Mayor-elect Bill de Blasio rolled out an “all-star” brain trust today that will work to implement his ambitious universal pre-kindergarten agenda.
But first, he had to do story time.
“This dragon represents the fiscal challenges that we face,” Mr. de Blasio, hunching his six-foot-five frame on a tiny chair at Harlem’s Northside Center for Childhood Development, told the class of toddlers and reporters clustered on a rainbow-hued carpet
After displaying the picture of the dragon, Mr. de Blasio continued reading aloud from the children’s classic “Where the Wild Things Are,” teaching the kids what words like “gnash” and “rumpus” meant.
This was not the first time Mr. de Blasio held a press event at a childcare center to promote the centerpiece of his policy platform: a tax hike on the city’s wealthiest residents to pay for universal pre-K. While his last Manhattan stop came during the course of the heated campaign, Mr. de Blasio was in Harlem today to unveil his six-person “working group,” a collection of childcare professionals and old allies that would be tasked with making his plan a reality by September 2014.
“This is an all-star team. You could not ask for a stronger group to help us prepare and get the word out,” Mr. de Blasio told the reporters. “We can and will make sure the largest number of kids are served.”
The working group is composed of: Jennifer Jones Austin, Mr. de Blasio’s transition team co-chair; Elba Montalvo, founder and president of the Committee for Hispanic Children and Families; Josh Wallack, a leader at the Children’s Aid Society and Mr. de Blasio’s former legislative director; Sherry Cleary, executive director of the New York City Early Childhood Professional Development Institute; Gail Nayowith, the executive director of SCO Family of Services; and Nancy Kolben, executive director of the Center for Children’s Initiatives.
Their initial efforts are expected to center on developing plans to recruit, train and retain educators, secure space for thousands of additional children and research the best pre-K practices from programs across the country, Mr. de Blasio said. He hopes to grow the city’s pre-K program from 20,000 to 80,000 students.
“This really is about giving every child a right to a good education,” the mayor-elect said. “We have the opportunity right now to achieve this … We are here to stay. We are going to make this work.”
Mr. de Blasio faces several hurdles in his quest to make his ambitions a reality.
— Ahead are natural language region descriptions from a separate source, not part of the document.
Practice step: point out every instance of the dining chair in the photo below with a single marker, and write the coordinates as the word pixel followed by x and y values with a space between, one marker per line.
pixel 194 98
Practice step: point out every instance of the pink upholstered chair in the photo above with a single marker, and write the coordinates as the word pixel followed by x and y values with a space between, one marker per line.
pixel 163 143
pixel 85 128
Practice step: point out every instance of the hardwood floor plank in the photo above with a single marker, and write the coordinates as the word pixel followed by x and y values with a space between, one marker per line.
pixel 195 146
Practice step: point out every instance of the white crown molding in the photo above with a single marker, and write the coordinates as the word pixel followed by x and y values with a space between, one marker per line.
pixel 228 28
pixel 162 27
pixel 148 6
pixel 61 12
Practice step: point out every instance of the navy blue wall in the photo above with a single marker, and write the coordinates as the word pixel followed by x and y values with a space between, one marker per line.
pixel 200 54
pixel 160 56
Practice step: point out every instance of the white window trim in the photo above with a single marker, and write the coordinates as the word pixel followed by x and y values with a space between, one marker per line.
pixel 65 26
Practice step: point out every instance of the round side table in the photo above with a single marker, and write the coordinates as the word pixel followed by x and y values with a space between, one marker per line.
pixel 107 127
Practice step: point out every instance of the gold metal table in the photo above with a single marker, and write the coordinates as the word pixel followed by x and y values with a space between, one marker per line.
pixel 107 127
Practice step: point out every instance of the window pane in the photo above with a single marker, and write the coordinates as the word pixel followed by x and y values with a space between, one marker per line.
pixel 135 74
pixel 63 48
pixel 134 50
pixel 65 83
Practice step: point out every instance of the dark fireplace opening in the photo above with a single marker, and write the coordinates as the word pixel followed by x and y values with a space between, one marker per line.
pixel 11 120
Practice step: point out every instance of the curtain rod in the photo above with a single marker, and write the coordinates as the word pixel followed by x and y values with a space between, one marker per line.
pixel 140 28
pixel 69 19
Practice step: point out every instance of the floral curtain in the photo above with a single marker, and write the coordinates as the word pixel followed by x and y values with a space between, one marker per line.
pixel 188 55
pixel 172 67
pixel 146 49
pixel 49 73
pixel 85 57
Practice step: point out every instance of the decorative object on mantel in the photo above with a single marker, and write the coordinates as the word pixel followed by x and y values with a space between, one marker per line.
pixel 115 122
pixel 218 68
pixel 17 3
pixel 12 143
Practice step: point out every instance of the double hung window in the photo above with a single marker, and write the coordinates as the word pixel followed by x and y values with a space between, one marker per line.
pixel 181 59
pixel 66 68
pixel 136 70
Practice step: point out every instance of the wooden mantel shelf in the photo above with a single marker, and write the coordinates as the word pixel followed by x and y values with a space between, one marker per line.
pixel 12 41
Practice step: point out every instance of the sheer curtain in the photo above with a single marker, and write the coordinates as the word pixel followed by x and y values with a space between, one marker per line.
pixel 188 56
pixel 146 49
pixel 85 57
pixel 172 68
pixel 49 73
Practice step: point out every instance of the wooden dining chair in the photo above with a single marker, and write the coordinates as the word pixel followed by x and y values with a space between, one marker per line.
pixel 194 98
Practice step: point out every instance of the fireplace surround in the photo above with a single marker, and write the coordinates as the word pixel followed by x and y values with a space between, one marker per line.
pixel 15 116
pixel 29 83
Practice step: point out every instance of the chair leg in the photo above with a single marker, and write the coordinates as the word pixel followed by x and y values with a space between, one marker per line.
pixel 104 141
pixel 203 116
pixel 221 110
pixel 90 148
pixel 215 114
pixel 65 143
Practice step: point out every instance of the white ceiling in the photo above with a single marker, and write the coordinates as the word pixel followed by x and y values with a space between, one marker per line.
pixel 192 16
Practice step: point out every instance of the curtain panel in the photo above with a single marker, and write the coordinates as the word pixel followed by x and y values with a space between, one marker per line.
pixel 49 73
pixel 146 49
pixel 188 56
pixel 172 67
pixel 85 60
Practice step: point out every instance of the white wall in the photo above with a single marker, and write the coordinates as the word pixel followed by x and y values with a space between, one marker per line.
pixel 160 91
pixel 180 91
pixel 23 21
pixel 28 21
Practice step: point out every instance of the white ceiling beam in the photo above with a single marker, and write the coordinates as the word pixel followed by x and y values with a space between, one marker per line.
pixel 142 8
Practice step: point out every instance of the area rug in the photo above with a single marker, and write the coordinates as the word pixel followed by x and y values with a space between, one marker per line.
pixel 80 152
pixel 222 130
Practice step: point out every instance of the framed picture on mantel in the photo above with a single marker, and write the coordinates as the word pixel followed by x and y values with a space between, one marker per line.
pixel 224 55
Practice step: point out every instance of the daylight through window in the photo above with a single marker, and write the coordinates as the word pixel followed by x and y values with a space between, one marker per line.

His tax hike must be approved by the State Legislature, no easy task in an upcoming election year for lawmakers. Funding from the city’s capital budget will also be needed to construct additional classroom space.
Mr. de Blasio conceded priorities would need to be readjusted into the budget to make his plan work, but he emphasized that universal pre-K must be a top priority.
In the coming days and weeks, Mr. de Blasio is also planning a coordinated campaign to help pass his plan in Albany. He has revealed few details so far about that push.
“We have the political grounding, the political support to make this happen,” he explained. “It was the central, the number one initiative that I put forward in my campaign and I won with 73 percent of the vote, a pretty unprecedented mandate.”